The reputation of a brand is built over time. With dealings of reputation, a decent approach to compliance is necessary. If a business’s reputation is damaged by failing to comply with regulations, its brand will suffer greatly. News travels much faster now than ever before, thanks to social media, and the internet in general; if your reputation is damaged, the public will quickly get wind of it. Compliance is at the heart of every business, it’s in the products a business offers, the services it provides, and every marketing decision it makes.
Marketing campaigns can influence a brand’s image. The brand’s image is more short-term than reputation, but compliance still plays an important role. The way that a brand’s products or services are promoted need to meet with any regulator’s guidelines. Ensuring that your brand follows guidelines is paramount to staying compliant. A close relationship between your marketing team and your compliance team can help with this.
Your brand’s identity is the centre of its success. Brand identity focuses on how your business regards itself, and how your employees see your business values, rather than how the public views it. Your brand identity is the responsibility of every employee and staff member. When compliance meets the culture of your business, you can easily see how the two entwine to make a positive, successful business. It’s about caring managers, who are proactive with their employees, and good work ethics.
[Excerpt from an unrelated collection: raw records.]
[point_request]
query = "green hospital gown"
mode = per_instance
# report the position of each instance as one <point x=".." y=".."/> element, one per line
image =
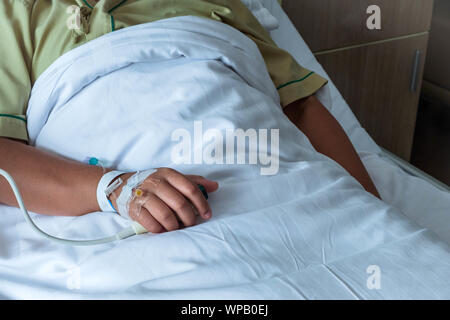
<point x="34" y="33"/>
The best way to achieve good brand compliance is by using well thought out processes, and good marketing techniques. Your brand’s marketers should stick to your business’s design rules, even if they believe their work to be professionally finished. Your guidelines are there for compliance reasons, and they shouldn’t be broken. This includes any legal disclaimers on your messages, and any logos or company specific colours that your business uses in their marketing materials.
In the case of missing legal disclaimers, this could open your brand up to legal disputes. Non-standard elements of marketing materials may not match up to the rest of the images or information that exists for your brand already, and could be seen as unprofessional, or even confuse potential clients.
Ensuring that your business’s brand stays compliant is perhaps the most important thing a business owner can do, no matter how large or small your company is. There are many ways to check that your business has remained compliant with any legislation or business contracts that you hold. One of those ways is to request the services of an auditor, who can check out any compliance issues in your business, and help you form good compliance strategies.